Updated June 6, 2021 - 10:19 pm

More than 20 people were displaced after a fire tore through a central Las Vegas apartment building Sunday afternoon.

Crews responded to the Solaire Apartments, located at 1500 Karen Ave., around 3 p.m. Sunday, Clark County Fire Department Assistant Fire Chief Scott Carnahan said. The complex is near Sahara Avenue and Maryland Parkway.

About 55 fire personnel from the Clark County Fire Department, Las Vegas Fire Department and North Las Vegas Fire Department fought the blaze, which scorched four units in a 12-unit building, Clark County Fire Department Battalion Chief Kenny Holding said. The blaze was out in about 25 minutes.

Two people were treated for smoke inhalation, Holding said. One animal was killed. No firefighters were injured.

Officers from the Metropolitan Police Department shut down traffic in the area and evacuated part of the complex as fire crews worked to extinguish the blaze. Metro Lt. Brian Boxler said arson investigators are working the case, but the cause of the fire was unclear as of Sunday evening.

No other information was immediately available.

Between 2011 and 2018, the Clark County Fire Department responded to more than 50 fires at the Solaire Apartments, a focus of the Las Vegas Review-Journal’s “Valley of Fires” investigation in 2018, which found that fire safety in the valley’s urban core had been left behind, sometimes with deadly consequences.

Myriam Hernandez Estrada, 26, was killed in a fire at the complex in August 2018, her burned body found buried under debris. Updated figures on fire calls at the complex were not immediately available Sunday.
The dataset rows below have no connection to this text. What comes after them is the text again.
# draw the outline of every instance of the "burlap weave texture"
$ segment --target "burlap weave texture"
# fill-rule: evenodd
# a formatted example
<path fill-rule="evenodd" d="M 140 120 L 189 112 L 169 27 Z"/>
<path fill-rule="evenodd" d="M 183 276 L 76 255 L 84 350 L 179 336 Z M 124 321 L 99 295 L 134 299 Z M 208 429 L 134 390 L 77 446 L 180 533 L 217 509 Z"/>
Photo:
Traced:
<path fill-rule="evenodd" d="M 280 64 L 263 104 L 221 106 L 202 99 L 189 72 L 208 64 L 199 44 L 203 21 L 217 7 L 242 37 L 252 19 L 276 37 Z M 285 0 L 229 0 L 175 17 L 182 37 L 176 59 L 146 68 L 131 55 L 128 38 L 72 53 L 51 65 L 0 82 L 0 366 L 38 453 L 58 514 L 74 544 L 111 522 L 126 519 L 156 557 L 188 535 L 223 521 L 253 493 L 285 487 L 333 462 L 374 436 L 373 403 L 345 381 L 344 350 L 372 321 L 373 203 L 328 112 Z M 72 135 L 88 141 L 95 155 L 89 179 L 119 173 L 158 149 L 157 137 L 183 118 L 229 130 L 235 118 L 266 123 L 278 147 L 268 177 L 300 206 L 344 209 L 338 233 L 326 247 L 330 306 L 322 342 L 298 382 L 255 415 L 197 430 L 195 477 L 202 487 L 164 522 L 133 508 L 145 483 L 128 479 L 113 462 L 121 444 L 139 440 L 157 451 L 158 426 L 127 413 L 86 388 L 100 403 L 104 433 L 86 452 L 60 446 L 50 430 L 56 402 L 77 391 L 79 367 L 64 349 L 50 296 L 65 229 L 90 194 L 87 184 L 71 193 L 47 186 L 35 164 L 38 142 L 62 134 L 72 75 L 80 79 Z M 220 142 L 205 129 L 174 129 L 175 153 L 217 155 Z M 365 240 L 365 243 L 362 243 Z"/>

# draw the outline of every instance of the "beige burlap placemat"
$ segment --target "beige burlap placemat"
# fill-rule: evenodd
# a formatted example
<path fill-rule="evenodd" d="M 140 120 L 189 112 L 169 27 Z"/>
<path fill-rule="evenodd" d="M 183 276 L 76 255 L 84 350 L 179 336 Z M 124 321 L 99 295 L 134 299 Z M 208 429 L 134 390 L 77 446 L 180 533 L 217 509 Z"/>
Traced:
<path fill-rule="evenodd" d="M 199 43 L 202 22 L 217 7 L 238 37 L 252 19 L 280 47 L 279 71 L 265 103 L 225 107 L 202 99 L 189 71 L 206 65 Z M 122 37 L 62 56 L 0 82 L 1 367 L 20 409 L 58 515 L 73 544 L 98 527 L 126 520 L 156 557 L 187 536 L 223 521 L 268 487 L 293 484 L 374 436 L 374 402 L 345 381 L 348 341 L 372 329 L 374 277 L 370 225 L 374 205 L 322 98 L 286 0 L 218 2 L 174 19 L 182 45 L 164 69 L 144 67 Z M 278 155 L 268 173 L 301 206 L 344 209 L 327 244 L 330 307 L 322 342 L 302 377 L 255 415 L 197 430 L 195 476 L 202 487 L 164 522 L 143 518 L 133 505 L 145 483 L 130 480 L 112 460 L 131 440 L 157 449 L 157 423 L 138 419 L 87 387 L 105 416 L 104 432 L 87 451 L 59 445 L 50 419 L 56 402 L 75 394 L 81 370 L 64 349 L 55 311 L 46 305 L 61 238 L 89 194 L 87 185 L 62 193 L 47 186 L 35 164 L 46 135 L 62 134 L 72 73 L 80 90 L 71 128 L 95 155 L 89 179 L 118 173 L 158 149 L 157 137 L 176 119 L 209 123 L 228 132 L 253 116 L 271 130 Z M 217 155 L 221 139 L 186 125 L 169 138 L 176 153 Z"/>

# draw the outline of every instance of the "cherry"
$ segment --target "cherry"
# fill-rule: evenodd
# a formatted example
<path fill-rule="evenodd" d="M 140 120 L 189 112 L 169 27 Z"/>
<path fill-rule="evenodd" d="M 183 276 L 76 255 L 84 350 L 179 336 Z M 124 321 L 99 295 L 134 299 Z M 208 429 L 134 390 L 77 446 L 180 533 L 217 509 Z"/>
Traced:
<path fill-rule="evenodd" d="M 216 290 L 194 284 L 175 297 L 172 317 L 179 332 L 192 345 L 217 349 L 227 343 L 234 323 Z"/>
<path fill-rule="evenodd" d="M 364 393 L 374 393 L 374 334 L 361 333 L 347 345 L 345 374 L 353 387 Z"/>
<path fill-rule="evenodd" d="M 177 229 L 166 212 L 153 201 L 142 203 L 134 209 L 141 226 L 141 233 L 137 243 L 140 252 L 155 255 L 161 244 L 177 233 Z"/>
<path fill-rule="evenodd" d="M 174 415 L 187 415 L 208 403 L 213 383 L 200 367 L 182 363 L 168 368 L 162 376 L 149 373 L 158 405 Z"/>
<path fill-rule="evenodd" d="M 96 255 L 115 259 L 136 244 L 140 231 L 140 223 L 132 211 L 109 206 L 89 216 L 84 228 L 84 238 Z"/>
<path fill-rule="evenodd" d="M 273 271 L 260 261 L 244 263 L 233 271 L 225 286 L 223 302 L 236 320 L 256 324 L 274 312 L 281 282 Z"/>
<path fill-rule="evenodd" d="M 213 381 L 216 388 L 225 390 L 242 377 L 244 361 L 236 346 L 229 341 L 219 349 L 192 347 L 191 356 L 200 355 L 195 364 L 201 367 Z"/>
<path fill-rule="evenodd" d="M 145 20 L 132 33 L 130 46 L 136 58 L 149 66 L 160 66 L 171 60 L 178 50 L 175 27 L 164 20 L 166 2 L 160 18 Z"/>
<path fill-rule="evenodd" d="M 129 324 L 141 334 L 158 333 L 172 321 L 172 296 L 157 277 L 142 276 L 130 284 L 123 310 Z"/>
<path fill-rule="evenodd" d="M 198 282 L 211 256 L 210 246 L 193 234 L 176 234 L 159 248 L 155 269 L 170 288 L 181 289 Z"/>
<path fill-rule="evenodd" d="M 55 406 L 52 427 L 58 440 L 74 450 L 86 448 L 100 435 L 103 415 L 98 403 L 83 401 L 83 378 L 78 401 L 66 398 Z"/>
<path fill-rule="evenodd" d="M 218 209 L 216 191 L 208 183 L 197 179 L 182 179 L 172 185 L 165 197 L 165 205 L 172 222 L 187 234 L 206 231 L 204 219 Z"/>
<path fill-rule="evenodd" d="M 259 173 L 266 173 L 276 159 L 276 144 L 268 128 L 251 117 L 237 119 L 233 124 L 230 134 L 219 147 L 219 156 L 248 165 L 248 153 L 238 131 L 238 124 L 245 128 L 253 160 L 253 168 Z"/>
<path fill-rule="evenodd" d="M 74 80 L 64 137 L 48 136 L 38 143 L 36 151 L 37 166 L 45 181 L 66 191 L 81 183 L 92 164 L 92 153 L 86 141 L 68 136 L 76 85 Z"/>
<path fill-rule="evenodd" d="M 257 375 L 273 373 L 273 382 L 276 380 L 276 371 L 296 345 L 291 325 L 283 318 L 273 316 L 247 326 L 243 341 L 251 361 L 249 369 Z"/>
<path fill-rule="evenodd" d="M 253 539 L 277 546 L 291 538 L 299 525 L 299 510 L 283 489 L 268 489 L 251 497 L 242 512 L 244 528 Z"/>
“This complex has a lot of buildings — it’s a really big complex and it’s a really old complex,” Holding said at the scene Sunday. “So yeah, the history, there’s been a couple fires here.”

Rico Avent, who has lived in the complex for 22 years, and Kim Gonzalez, who has lived in the complex for four years, both said Sunday that fires and crime are common in the neighborhood.

“They don’t police over here,” Avent said, adding that he was shot outside the complex this winter.

“They don’t value our lives,” Gonzalez added.

Gonzalez said she had left about 10 minutes before the fire started Sunday to purchase some new sheets for her bed. While shopping, she said her niece called her in tears and said the building next to hers was on fire.

“My neighbor’s dog was killed in the fire. She’s distraught,” she said. “A lot of people lost their homes today. It’s terrible.”

Cynthia De La Torre, a spokeswoman for the American Red Cross of Southern Nevada, said the agency is assisting the 16 adults and six children who were displaced.